“Porque de tal manera amó Dios al mundo, que ha dado a su Hijo unigénito, para que todo aquel que en él cree, no se pierda, mas tenga vida eterna”
(Juan 3:16-17)
Hace más de cuarenta años aconteció la última misión de alunizaje de la NASA. A bordo de la aeronave espacial Apolo XVII viajaban el comandante Eugene Cernan, el piloto del módulo de mando Ronald E. Evans y el piloto del módulo lunar y geólogo Harrison H. Schmitt. La estancia de unas 74 horas sobre el satélite pasó según lo previsto. Se recogieron muestras de rocas, se midió la temperatura, se colocaron instrumentos científicos para monitorizar desde la tierra la atmósfera lunar y sólo quedaba volver a casa. La misión se había completado. Según el protocolo de la NASA, el comandante de la misión sería el primero en bajar y el último en subir. Así pues, cuando Eugene Cernan pisó por última vez la superficie lunar, escribió junto a esa última pisada las siguientes letras, "T D C". Como en la atmósfera lunar no hay viento ni lluvia, la huella estará allí para siempre y también las letras, las letras iniciales de un nombre, "Teresa Dawn Cernan", la hija del astronauta.
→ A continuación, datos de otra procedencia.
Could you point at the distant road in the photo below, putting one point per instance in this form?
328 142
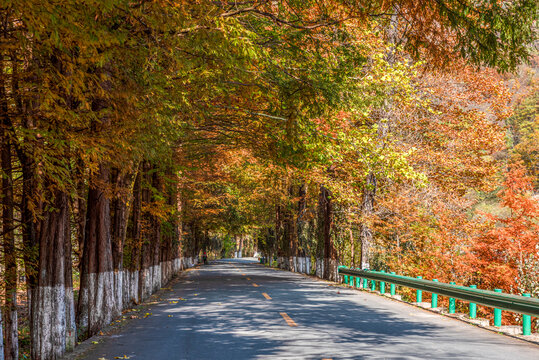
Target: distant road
236 309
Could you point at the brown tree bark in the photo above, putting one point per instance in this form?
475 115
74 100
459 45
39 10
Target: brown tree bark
367 206
51 312
325 227
11 350
97 277
1 338
120 212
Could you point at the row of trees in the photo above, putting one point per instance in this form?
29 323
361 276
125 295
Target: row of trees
135 133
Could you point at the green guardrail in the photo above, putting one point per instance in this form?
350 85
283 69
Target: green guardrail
525 305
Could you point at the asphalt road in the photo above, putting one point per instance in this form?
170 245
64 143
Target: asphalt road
224 314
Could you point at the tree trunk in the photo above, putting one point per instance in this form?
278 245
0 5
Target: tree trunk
51 313
1 338
135 243
325 227
97 278
352 248
367 206
11 350
119 233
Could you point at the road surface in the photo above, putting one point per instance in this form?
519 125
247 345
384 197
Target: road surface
232 309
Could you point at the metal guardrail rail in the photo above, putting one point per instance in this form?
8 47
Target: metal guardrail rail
514 303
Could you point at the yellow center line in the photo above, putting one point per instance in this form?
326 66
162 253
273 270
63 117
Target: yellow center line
288 320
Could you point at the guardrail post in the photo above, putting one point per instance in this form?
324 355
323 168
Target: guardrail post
452 302
526 321
497 313
434 298
473 306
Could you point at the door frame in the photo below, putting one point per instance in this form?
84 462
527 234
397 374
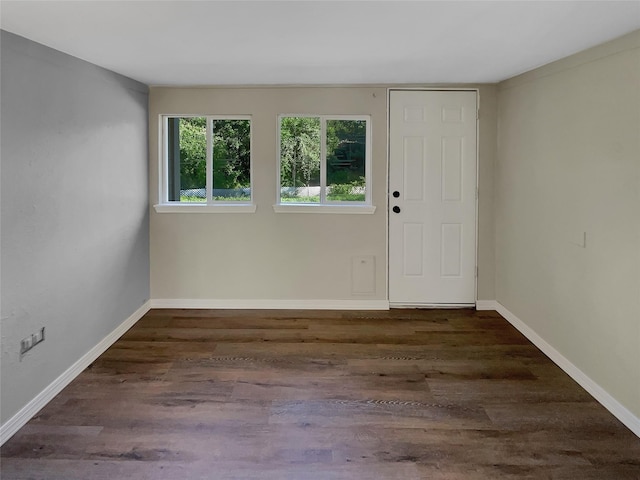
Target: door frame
477 186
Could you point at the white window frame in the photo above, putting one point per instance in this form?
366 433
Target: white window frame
325 206
211 205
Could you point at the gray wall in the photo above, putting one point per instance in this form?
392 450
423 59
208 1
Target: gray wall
284 256
75 237
568 163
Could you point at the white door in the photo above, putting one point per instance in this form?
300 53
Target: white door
432 197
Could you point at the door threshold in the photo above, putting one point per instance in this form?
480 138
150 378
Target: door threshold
431 305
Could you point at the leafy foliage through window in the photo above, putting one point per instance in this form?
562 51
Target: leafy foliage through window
324 159
208 159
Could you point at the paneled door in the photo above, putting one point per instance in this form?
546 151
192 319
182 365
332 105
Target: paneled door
432 197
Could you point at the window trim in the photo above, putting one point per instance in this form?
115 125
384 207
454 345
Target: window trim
210 205
325 206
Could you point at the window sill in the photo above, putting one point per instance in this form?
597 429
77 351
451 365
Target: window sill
318 208
195 208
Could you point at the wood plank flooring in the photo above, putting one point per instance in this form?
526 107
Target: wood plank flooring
404 394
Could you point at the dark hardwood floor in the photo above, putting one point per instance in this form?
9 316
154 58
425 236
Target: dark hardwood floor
405 394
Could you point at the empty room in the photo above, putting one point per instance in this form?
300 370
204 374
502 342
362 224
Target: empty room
320 240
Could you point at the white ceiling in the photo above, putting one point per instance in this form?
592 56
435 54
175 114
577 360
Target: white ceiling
319 42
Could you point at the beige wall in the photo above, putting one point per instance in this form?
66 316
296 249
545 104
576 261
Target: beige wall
568 163
285 256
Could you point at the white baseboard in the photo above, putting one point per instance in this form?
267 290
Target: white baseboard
270 304
600 394
487 305
15 423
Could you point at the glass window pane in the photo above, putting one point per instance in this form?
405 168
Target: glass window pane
187 159
300 159
346 154
231 160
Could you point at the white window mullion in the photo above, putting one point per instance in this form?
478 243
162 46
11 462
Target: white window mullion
323 160
209 172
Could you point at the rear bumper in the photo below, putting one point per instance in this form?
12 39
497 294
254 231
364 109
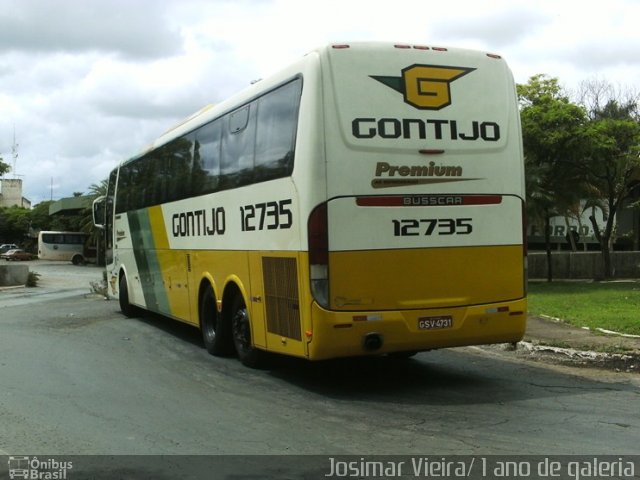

Me gusta esta historia, también me gusta otra historia, muy parecida en algunos aspectos. Sucedió hace más de dos mil años. Desde el infinito cielo Jesucristo Dios vino y visitó la Tierra, caminó por ella, juntó seguidores a los que llamó discípulos, dejó su mensaje en corazones hambrientos de la verdad, murió, resucitó, y se fue, volvió de regreso al cielo. La historia en sí misma es extraordinaria, pero nada tan alucinante como el final, como la última huella, aquella donde todo sería consumado. No quedaron unas siglas con caligrafía a fuego, pero Dios Padre hizo mucho más que eso, entregó a su Hijo, y ese hecho no se puede borrar. Jesucristo Dios dejó su trazo estampado en sangre para que el mundo recuerde que estuvo aquí, que se interesa por nosotros.